Chinese Yuan an Unlikely Reserve Currency

Chinese Yuan an Unlikely Reserve Currency money

As the world's second largest economy, China's challenge to America’s dominance includes a push to set the yuan, officially called the renminbi (RMB), on a similar footing to the U.S. dollar (USD) as the world’s reserve currency. Whether the Chinese currency will ever reach the international prestige that the greenback now holds is a matter of speculation. The dollar has been the world's de facto reserve currency since displacing the British pound sterling around the middle of the last century.

China's yuan is likely to be granted inclusion by the International Monetary Fund (IMF) into its special drawing rights (SDR) basket of reserve currencies that include the U.S. dollar, euro, pound and yen. But even if and when the yuan is included, it will still have a very long way to go to rival the dollar’s preeminence as the international reserve currency of choice.

Recent events, including a sudden 2% devaluation of the yuan and the Chinese government's intervention in its plummeting stock market both signal that the yuan will not be challenging the dollar’s dominance any time soon.

Criteria for SDR Inclusion
The two primary criteria for inclusion in the SDR basket are that issuing countries of basket currencies possess the greatest value of exports over a five-year period and that their currencies are freely usable. The first ensures that only the currencies of countries that play a dominant role in the global economy qualify for inclusion, while the second requirement ensures that only currencies widely traded and used for international payments will be included.


While China’s significant place in international trade meets the first criteria. But whether or not the yuan meets the second criterion is less clear. Some argue that China’s exchange-rate interventions violate this second criteria. But the Deputy of the IMF’s Strategy, Policy, and Review Department has publicly stated that that the IMF's free-usability concept is “distinct from whether a currency is either freely floating or fully convertible.” For this reason, China’s management of the value of the yuan doesn’t exclude it from the IMF’s SDR reserve currency considerations. 

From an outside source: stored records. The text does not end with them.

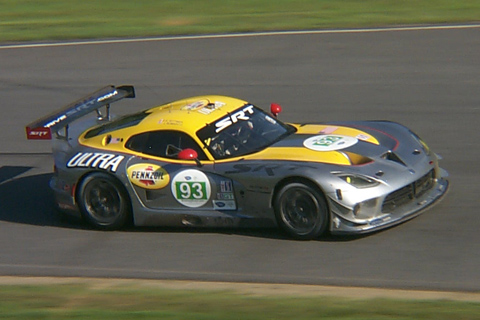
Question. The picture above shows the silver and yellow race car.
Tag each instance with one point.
(216, 161)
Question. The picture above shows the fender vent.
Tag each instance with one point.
(409, 193)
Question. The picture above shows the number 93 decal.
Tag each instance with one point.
(191, 188)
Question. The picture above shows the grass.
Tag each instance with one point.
(36, 20)
(82, 301)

China’s Recent Interventions
Due to weaker-than-expected economic growth, The People's Bank of China recently devalued the yuan by almost 2% relative to the U.S. dollar for two consecutive days. Some argued the move was an act of currency manipulation by the Chinese central bank to boost exports. Regardless, the move may actually help the yuan gain acceptance into the SDR currency basket. The currency has been loosely pegged to the dollar for a number of years, and the latest devaluation is actually more consistent with a market-determined valuation. In fact, the devaluation was welcomed by the IMF, which made it clear that it would have no direct impact on China’s goal of earning reserve currency status.

Nonetheless, other concerns center on the Chinese government's recent intervention to halt a nearly $4 trillion stock market rout. IMF Managing Director Christine Lagarde indicated that the intervention did not disqualify the yuan from inclusion, but she did say that the IMF still needs to do significant amount of work before arriving at a final decision. After the stock-market intervention, that decision may be postponed another nine months, until September 2016. Lagarde has also publicly stated that the real question is when the Chinese currency will be included, rather than whether it will.

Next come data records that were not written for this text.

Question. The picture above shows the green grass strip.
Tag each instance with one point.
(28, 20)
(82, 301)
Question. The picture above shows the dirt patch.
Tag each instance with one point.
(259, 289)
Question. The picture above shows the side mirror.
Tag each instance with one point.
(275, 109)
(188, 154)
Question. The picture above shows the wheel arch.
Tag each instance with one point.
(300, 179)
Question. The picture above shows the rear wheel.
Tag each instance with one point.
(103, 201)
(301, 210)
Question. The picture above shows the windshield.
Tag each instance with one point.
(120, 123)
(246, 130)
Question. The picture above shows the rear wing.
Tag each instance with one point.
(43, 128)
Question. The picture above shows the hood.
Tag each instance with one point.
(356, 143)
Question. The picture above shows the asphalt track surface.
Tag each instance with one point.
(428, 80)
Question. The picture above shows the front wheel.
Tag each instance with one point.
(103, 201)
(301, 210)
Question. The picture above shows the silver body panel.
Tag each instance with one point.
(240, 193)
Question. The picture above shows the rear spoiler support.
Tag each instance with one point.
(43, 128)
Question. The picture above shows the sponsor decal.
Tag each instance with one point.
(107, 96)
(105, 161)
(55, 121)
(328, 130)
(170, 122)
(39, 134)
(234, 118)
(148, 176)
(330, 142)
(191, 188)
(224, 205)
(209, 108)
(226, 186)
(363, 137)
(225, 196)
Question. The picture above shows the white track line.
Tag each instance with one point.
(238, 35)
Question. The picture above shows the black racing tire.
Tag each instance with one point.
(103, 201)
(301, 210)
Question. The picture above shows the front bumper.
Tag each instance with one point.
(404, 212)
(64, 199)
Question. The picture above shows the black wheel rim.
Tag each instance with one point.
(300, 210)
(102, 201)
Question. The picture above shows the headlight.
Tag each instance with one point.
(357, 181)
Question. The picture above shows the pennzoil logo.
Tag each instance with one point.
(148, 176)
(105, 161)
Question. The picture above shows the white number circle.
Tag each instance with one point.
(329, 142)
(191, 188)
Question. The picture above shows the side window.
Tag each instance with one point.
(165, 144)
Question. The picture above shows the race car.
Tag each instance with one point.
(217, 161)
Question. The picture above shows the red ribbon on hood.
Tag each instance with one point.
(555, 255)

SDR Inclusion and International Reserve Status
China’s inclusion into the SDR basket will bring a number of benefits, stabilizing the currency and relieving pressure on policymakers to suppress domestic demand that its banks keep a sufficient level of foreign currency reserves on hand.

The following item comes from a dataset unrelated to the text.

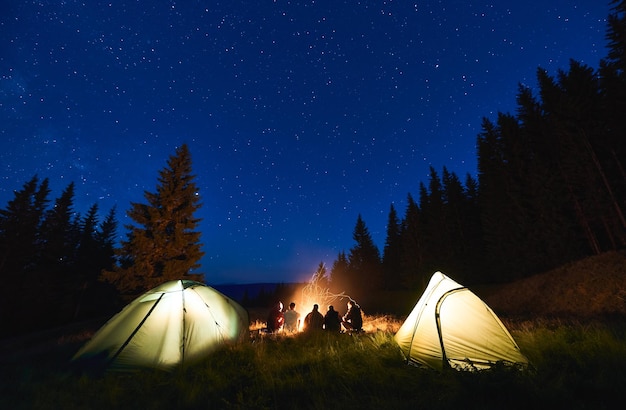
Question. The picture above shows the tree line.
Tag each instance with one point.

For China, the yuan's reserve status holds a high symbolic value, but being included in the SDR basket does not bring it that much closer supplanting the dollar as the the de facto international reserve currency. Non-dollar currencies in the SDR currently comprise only 2% of the total reserves of central banks around the world.

To make the yuan a real competitor with the U.S. dollar, China will need to make a number of significant changes. America has partly gained its dominance through its extensive, open and credible financial markets. China still needs to prove that it is capable of providing a stable and transparent environment for similar financial markets to flourish. And its recent market interventions reveal that the country still has a long way to go to develop the kind of financial markets that will support the yuan as a reserve currency. 

The Bottom Line
China will likely earn the IMF’s official stamp of approval as an international reserve currency in the next year, joining the U.S. dollar, euro, pound and yen. But that will not necessarily give it equivalent status with those other currencies, especially the dollar. International desirability of a fiat currency depends on the perceived strength and credibility of the issuing nation’s government and financial markets. China’s recent stock market intervention hurt that credibility, delaying the ascension of the yuan as a true competitor with the U.S. dollar as the world’s preeminent reserve currency.